Posté par Jean-Michel Severino le 11 octobre 2010

Les Nations Unies viennent d’accomplir une grande avancée politique et symbolique en intégrant le droit à l’eau dans les droits fondamentaux de la personne. Ainsi se trouve reconnue enfin une grande revendication universelle, qui avait vu une étape importante franchie dans la consécration d’un des objectifs du millénaire à ce sujet.

Mais chacun est conscient de ce que l’essentiel est devant nous. L’objectif réel que notre planète doit se fixer se trouve désormais dans l’accès universel à une eau de qualité. De sa réalisation dépendent l’amélioration sanitaire globale (les maladies hydriques demeurent la première cause de mortalité dans les pays pauvres), en conséquence la maîtrise de la démographie, la réduction de nombreuses tensions sociales voire de conflits ouverts, comme nous le voyons dans de nombreuses régions du monde affectées par le stress hydrique et la compétition pour l’accès à l’eau entre communautés, mais aussi la croissance économique : investir dans l’eau, c’est investir dans des mécanismes keynésiens de croissance, c’est libérer de la productivité, c’est permettre l’accès à l’école, notamment celui des filles…
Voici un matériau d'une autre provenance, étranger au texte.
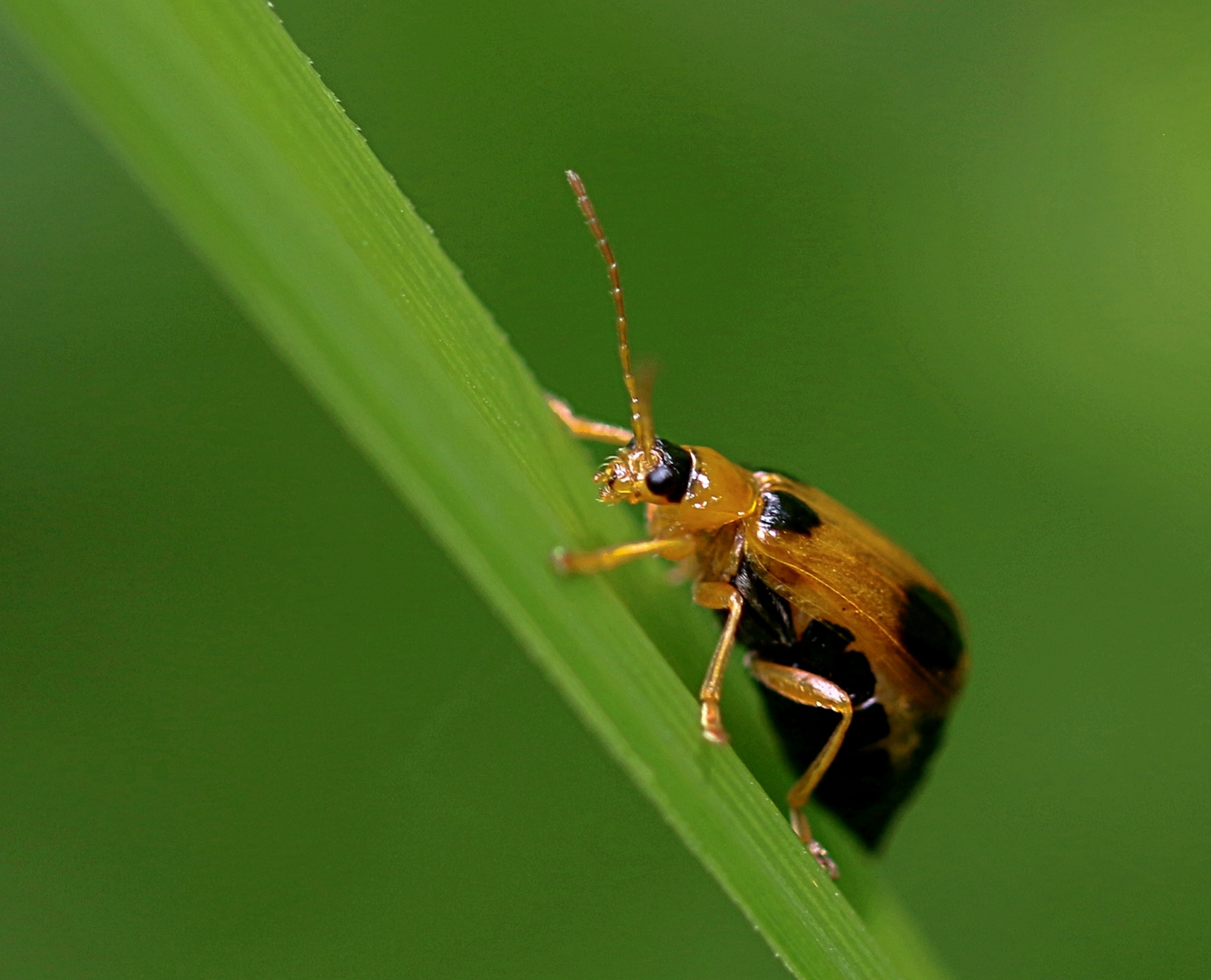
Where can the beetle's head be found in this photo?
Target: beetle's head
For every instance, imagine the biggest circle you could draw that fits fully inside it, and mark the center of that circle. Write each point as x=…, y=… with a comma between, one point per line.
x=659, y=475
x=692, y=489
Sur le chemin de cet objectif réside un gigantesque déficit d’investissement. Le résoudre exige d’apporter des réponses précises à la question du financement. Sur un sujet comme celui-ci, ainsi que le rapport rédigé sous la direction de Michel Camdessus l’avait montré, ou ainsi qu’un récent rapport de l’OCDE présenté au forum mondial de l’eau d’Istanbul l’avait précisé, nous devons marcher sur trois jambes : des tarifs adéquats qui permettent d’alimenter en ressources les organismes de gestion et d’investissement, des transferts de solidarité entre usagers, des subventions enfin, car il parait difficile que l’eau finance intégralement l’eau. Nous ne l’avons pas fait en Europe occidentale, et cela ne se fera pas dans le reste du monde, pour la seule raison que les externalités, comme disent les économistes, de son accès rendent légitiment et même exigent pour des raisons financières, que l’ensemble de l’économie via les prélèvements obligatoires participe à cet investissement.

Les subventions, une condition sine quanon

Dans le monde globalisé où nous vivons, les subventions doivent se comprendre comme gérées à l’échelle mondiale, et comprenant des transferts Nord-Sud dont l’inspiration n’est pas la charité mais la reconnaissance du fait que nous vivons dans un espace commun où nous nous influençons les uns les autres. Prenons le cas de l’Afrique. Le maintien d’un taux de croissance au-delà de 6% par an, et qui permette de réaliser progressivement l’accès universel à l’eau exige plus de 100 milliards d’euros par an d’investissements – alors que nous n’en sommes encore approximativement qu’à la moitié. Ces investissements sont étroitement liés à l’énergie, car l’eau consomme beaucoup d’énergie et que les barrages ont des usages mixtes. Il est impossible de réaliser de tels volumes d’investissements dans les dix prochaines années, compte tenu des faiblesses du prélèvement fiscal dans les pays les moins avancées d’Afrique, et de leur faible capacité d’endettement, sans des apports financiers extérieurs significatifs, dont une bonne partie en subventions. Ces apports ne se feront pas sans une amélioration importante de la conception et de la mise en œuvre des politiques locales de l’eau, et notamment de politiques tarifaires justes socialement et financièrement réalistes. C’est donc un effort commun qui doit être entrepris.

Permettre à cet effort de s’intensifier au niveau requis pour concrétiser le droit à l’eau devrait être la tâche principale du prochain forum mondial de l’eau qui se tiendra à Marseille en mars 2012. C’est une occasion exceptionnelle de passer aux actes que la France peut promouvoir. Ce devrait être l’occasion de débloquer le goulot d’étranglement financier et de brancher, au sens propre du terme, ce sujet sur celui des financements innovants. La France est motrice dans le groupe de travail qui pilote la progression de cet enjeu fondamental. En tant qu’hôte du forum de Marseille, elle a l’occasion de faire coup double : donner un sens au processus politique de ce sommet, et par là même à toute la rencontre, et un objet concret à une discussion jusqu’ici abstraite.